Sunday, August 15, 2021

Sunday morning waking up

Broken sleep and lots of dreams. It's as though some sort of internal reordering was taking shape. Most of the dreams are just beyond remembering. One had to do with you and a realignment between us. It was good to see you again. 

Later, I take a ride to mail the bills and go to the bank. I stop at a place for lunch and am annoyed by the bartender who appears bland and inattentive like the repetitive contemporary pop playing overhead is bland. There's nothing holding me back is exactly right, my Disney Channel friend. What the fuck am I doing here? 

The guy next to me is talking sports and Keno monotone in the local dialect. I hear clocks ticking in my head -the seconds are like hours- and see tallies of an eternity of days scratched into cement walls. I spent my early childhood less than half a mile from here. I still feel imprisoned by ordinary life here. I still only want out.
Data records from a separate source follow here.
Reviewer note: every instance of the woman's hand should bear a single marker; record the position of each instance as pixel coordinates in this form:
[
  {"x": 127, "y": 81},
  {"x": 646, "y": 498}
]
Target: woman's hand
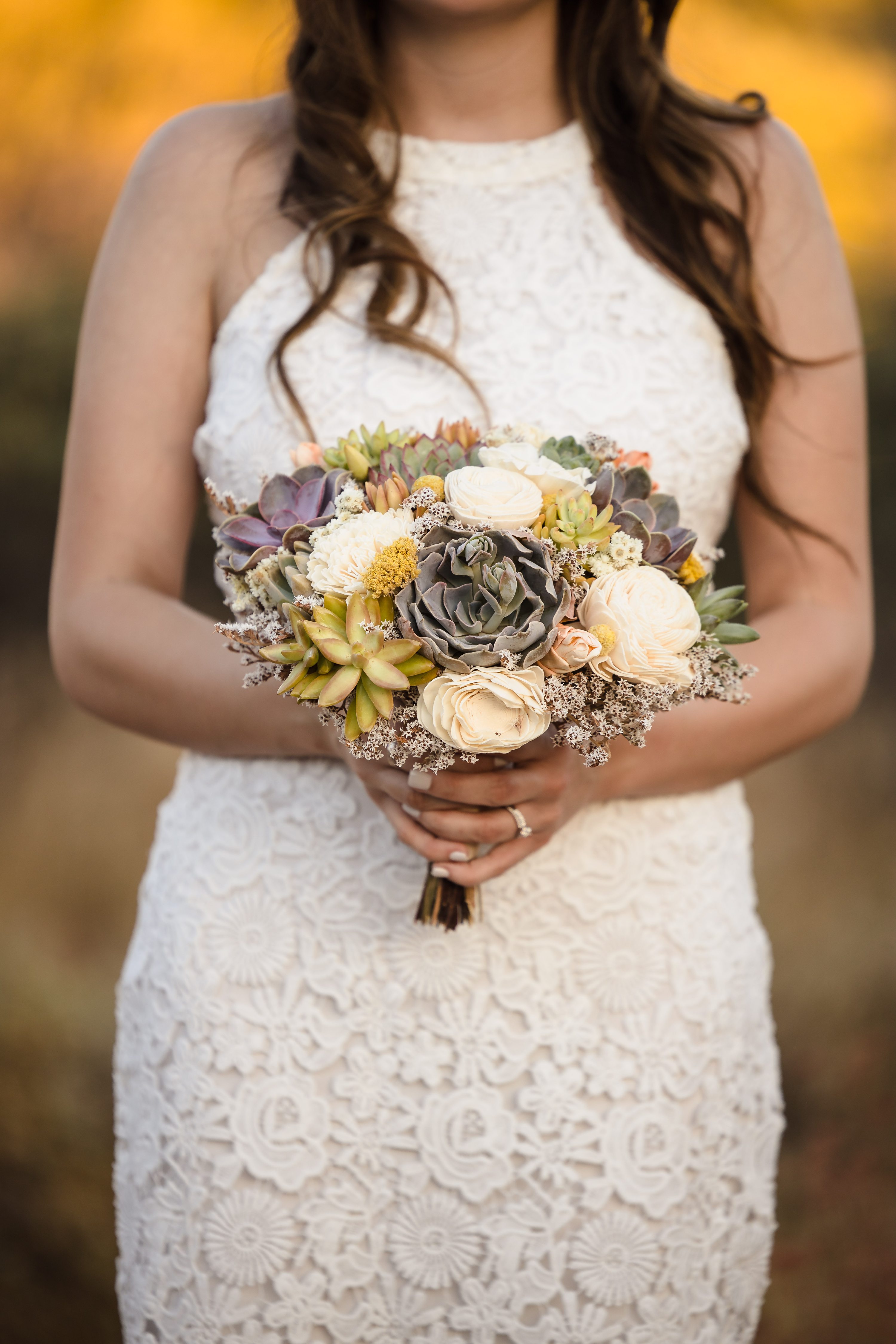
[{"x": 447, "y": 815}]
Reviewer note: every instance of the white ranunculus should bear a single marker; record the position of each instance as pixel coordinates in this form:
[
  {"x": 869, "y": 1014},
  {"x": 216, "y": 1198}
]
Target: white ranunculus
[
  {"x": 483, "y": 496},
  {"x": 342, "y": 557},
  {"x": 488, "y": 710},
  {"x": 655, "y": 623},
  {"x": 519, "y": 433},
  {"x": 571, "y": 650},
  {"x": 526, "y": 459}
]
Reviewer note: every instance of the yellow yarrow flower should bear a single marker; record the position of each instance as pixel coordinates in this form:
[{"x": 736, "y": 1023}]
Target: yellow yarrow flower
[
  {"x": 393, "y": 568},
  {"x": 692, "y": 570}
]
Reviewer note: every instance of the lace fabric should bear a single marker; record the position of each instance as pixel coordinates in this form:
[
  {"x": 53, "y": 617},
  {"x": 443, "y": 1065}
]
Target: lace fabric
[{"x": 561, "y": 1125}]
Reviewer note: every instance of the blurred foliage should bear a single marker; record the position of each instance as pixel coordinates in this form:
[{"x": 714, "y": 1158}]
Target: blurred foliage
[
  {"x": 85, "y": 82},
  {"x": 82, "y": 85}
]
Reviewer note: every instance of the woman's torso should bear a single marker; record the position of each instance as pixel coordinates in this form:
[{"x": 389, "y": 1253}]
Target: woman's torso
[{"x": 555, "y": 1125}]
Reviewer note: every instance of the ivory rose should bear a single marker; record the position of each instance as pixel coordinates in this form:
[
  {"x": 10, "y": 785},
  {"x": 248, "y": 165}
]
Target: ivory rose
[
  {"x": 655, "y": 623},
  {"x": 524, "y": 458},
  {"x": 488, "y": 710},
  {"x": 484, "y": 495},
  {"x": 571, "y": 650}
]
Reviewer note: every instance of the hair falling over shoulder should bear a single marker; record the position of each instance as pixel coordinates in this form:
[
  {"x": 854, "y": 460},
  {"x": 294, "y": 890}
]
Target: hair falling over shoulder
[{"x": 656, "y": 144}]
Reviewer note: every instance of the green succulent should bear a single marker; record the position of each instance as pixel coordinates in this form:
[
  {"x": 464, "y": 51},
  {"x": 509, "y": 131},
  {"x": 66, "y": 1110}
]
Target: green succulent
[
  {"x": 362, "y": 449},
  {"x": 570, "y": 519},
  {"x": 335, "y": 655},
  {"x": 567, "y": 452},
  {"x": 403, "y": 464},
  {"x": 718, "y": 611}
]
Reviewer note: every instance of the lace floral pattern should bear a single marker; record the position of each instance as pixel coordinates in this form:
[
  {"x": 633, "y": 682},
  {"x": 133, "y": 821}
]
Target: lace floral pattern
[{"x": 561, "y": 1125}]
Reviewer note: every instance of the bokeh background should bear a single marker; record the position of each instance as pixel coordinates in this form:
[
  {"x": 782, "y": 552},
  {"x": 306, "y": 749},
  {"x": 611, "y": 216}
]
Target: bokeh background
[{"x": 82, "y": 84}]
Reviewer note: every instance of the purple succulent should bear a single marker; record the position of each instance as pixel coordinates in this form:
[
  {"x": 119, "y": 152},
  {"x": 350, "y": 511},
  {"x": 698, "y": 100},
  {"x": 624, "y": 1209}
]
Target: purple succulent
[
  {"x": 288, "y": 509},
  {"x": 648, "y": 515}
]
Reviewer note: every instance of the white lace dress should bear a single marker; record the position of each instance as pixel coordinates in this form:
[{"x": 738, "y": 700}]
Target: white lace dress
[{"x": 561, "y": 1125}]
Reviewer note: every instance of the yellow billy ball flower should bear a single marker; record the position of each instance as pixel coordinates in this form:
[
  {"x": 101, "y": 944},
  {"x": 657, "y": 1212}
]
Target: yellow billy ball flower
[
  {"x": 606, "y": 636},
  {"x": 393, "y": 568},
  {"x": 692, "y": 570}
]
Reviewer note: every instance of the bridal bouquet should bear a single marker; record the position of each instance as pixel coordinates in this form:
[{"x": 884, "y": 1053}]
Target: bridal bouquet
[{"x": 464, "y": 593}]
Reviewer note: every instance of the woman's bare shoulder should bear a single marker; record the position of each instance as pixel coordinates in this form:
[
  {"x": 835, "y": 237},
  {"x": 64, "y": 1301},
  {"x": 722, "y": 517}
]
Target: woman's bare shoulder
[
  {"x": 801, "y": 276},
  {"x": 211, "y": 155},
  {"x": 203, "y": 195},
  {"x": 780, "y": 177}
]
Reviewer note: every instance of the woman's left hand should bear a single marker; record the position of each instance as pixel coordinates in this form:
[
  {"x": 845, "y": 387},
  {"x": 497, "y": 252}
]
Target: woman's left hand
[{"x": 547, "y": 784}]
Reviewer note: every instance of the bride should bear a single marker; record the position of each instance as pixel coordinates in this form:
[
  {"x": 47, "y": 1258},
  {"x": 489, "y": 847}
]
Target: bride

Meanwhile, Kabul falls to the Taliban. I think about what it must be like to be an American veteran of that war who lost friends or limbs or innocence there; or an Afghan interpreter or government official who drank the Kool-Aid about change and human rights, democratic values and modernization; or a girl in school with ambition, intelligence and hope for the future wondering what does all this mean. You are stuck in traffic with your family fleeing the city to god knows where now. America is again the giant bumbling oaf of hubris and destruction leaving those who assisted it to face their fate alone.

I take my laundry to town and read about herbal medicine while the machines are doing their work. Sometime recently, when I wasn't paying attention, things changed. The leaves on the the maples in the swamp and the poison ivy along the roadside are going red. Dusk is falling at 7:15 pm. 

The heat remains, but Summer is slipping away.